Viertel nach fünf sah es für einen kurzen Moment so aus, als sei auch dieses letzte Rätsel ein für allemal gelöst: In diesem Augenblick war Fußballgott 186 Zentimeter groß, knapp 90 Kilo schwer, trug schütteres Haar sowie Brille und babbelte Sätze, die glatt der Lehre Buddhas entsprungen sein könnten. „Nur lachende Menschen sind glückliche Menschen“, hatte Jürgen Kohler jedenfalls vergangene Woche schon gesagt. Dann hat er sich auf die Bank gesetzt und Leverkusen das Lachen zurückgegeben. Erst dem kleinen Oliver Neuville, dann Thomas Hörster, dem knorrigen Trainer, schließlich der ganzen BayArena. Und jetzt sind sie in Leverkusen wieder alle sehr glücklich – und sogar voll guter Hoffnung, darauf nämlich, dass die Sache mit dem Klassenerhalt doch noch klappen könnte. Kam, sah und siegte – so einfach war das für JÜRGEN KOHLER FUSSBALLGOTT.

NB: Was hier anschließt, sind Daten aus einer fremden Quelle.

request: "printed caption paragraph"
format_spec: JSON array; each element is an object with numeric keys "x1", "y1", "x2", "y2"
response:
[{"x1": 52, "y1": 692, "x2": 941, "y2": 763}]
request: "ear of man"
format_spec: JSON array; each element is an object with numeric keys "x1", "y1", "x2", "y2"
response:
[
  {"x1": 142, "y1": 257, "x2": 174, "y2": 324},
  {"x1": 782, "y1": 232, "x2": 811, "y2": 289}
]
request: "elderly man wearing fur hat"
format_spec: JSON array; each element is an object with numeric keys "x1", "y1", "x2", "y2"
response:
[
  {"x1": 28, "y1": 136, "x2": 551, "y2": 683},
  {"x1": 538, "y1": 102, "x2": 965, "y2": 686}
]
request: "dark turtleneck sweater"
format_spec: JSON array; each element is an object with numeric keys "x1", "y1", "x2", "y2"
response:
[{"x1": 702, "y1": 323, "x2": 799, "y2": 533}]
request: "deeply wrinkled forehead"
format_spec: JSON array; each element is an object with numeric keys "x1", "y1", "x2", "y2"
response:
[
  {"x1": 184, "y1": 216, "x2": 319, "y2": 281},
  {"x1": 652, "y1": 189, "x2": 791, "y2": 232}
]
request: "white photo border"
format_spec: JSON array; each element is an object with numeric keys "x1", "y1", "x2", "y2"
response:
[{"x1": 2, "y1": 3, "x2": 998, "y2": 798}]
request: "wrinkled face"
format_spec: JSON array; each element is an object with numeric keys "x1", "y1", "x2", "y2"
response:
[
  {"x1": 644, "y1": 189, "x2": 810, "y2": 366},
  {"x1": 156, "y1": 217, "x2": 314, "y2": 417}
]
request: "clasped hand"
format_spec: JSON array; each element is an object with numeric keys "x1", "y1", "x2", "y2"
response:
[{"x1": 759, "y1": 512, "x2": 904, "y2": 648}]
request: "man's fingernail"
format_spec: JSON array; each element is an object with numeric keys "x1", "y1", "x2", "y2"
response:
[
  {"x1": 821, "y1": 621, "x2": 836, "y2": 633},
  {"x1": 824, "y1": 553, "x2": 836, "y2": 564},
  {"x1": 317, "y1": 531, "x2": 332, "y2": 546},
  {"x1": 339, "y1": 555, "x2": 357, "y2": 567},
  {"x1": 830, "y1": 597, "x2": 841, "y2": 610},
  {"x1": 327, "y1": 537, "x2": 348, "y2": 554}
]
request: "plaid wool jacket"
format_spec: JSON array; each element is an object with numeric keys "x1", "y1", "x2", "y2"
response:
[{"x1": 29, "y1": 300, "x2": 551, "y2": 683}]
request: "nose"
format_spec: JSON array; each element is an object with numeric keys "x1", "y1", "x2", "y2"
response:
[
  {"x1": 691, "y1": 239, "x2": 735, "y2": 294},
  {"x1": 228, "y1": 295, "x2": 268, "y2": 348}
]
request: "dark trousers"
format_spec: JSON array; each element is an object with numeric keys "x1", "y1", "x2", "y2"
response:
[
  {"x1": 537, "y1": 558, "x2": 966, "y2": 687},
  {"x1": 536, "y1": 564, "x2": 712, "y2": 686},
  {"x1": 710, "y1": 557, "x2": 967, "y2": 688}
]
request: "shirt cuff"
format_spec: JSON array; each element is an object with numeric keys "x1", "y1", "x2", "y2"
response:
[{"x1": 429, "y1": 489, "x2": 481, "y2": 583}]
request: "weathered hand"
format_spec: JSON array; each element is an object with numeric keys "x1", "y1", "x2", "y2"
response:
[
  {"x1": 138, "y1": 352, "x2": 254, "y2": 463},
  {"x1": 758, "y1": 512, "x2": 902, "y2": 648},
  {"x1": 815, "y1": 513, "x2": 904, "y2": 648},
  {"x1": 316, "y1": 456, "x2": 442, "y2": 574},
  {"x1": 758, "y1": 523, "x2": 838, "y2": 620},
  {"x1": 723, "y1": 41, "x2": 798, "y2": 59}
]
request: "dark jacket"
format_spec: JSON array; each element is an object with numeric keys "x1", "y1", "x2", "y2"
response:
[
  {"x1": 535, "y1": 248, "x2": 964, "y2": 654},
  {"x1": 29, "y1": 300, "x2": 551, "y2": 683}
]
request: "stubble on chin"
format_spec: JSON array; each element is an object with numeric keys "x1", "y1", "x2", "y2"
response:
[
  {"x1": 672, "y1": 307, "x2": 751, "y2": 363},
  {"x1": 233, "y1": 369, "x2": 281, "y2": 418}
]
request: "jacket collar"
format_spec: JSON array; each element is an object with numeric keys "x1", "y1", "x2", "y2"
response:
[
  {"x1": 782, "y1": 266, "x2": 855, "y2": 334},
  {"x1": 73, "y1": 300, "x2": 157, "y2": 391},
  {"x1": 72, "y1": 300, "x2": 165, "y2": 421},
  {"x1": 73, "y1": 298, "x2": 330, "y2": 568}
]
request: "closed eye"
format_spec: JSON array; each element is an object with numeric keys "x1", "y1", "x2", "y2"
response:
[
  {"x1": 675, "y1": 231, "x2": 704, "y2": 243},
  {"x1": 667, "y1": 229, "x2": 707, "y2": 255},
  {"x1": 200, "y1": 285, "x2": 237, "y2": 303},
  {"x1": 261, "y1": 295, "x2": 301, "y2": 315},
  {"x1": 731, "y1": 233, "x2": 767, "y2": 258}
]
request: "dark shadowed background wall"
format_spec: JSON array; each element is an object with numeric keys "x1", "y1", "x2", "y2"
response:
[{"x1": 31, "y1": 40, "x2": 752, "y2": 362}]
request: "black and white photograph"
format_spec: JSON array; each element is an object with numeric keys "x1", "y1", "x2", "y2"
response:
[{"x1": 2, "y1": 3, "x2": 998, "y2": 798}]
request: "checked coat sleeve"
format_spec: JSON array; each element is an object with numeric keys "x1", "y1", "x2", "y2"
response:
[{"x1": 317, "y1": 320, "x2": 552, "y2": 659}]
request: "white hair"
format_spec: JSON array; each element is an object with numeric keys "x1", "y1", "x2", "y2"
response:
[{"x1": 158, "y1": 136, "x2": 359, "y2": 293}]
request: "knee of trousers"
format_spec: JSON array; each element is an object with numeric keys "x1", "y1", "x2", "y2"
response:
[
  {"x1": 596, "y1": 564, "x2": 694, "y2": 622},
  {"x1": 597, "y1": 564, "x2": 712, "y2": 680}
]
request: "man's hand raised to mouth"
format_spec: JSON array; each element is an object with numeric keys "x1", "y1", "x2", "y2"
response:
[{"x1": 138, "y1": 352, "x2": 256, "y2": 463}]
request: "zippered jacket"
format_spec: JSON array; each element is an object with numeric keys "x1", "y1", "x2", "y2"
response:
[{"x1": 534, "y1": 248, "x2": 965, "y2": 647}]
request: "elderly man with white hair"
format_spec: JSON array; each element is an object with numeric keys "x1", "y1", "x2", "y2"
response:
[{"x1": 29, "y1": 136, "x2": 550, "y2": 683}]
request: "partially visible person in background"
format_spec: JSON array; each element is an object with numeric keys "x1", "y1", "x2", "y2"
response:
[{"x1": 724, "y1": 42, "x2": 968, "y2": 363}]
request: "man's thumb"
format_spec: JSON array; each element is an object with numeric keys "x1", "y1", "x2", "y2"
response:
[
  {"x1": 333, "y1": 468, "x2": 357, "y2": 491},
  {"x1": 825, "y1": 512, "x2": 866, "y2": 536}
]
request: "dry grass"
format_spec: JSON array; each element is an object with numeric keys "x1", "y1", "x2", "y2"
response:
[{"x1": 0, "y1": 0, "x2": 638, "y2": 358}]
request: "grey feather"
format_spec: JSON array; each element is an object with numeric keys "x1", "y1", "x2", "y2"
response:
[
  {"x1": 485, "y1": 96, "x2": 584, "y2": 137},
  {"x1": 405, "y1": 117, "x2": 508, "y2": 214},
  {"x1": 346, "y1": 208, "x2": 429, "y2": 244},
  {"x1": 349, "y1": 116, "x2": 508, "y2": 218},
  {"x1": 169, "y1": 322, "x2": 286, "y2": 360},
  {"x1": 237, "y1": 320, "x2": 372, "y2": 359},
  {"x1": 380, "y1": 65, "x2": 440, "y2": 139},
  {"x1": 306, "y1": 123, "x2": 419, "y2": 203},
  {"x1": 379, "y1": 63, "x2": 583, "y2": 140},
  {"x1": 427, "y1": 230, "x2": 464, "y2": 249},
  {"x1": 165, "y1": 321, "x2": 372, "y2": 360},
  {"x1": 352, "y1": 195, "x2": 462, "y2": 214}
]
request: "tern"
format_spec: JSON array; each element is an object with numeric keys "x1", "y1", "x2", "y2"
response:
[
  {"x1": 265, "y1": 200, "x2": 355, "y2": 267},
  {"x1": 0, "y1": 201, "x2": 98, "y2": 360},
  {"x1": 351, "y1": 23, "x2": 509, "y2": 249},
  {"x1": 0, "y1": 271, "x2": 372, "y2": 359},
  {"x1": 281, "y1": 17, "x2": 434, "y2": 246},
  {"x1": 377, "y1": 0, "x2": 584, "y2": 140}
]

Andererseits ist man nur gut damit beraten, getrost davon auszugehen, dass die Dinge auch am Samstag, dem 27. in dieser Saison, doch eher mal wieder dem Zufall geschuldet waren als dem Beistand von oben. Wenn Fußballgott aber wirklich seine Finger im Spiel gehabt haben sollte, gäbe es jetzt eine Menge an Gründen, an ihm zu zweifeln. Zugegeben: In Leverkusen sah es tatsächlich so aus, als habe einer Wunder gewirkt. Aber mal in klerikalem Ernst: Würde Fußballgott in all seiner Gerechtigkeit das arme, kleine Hannover wirklich 2:0 führen lassen, um dem Inbegriff des Bösen dann doch noch ein Unentschieden zu schenken? Und würde er zeitgleich den Dortmundern die Beine derart schwächen, dass sie sogar gegen Bremen verlieren und damit die Saison so früh schon und endgültig entscheiden – und das auch noch zugunsten allen Übels?

Vor allem aber: Kann Gott, auch wenn er nur Fußballgott ist, wirklich eine ganze Region links liegen lassen? Kann er ignorieren, dass die Menschen in der Lausitz den Fußball brauchen und die Bundesliga, sie haben doch sonst nicht viel, worauf sie stolz sein und worüber sie sich freuen können?

Wenn Fußballgott sagt: „Nur lachende Menschen sind glückliche Menschen“, wieso gibt er dann Stuttgart in letzter Sekunden einen Elfmeter? Worüber sollen die Menschen in Cottbus denn nun noch lachen? Wie sollen sie glücklich sein? Nein, so viel steht fest: Dass Cottbus nun endgültig abgestiegen ist, kann Fußballgott nicht gewollt haben. Niemals, es wäre zu ungerecht. Was Jürgen Kohler darüber denkt, ist nicht bekannt. Er ist ja auch nicht Fußballgott.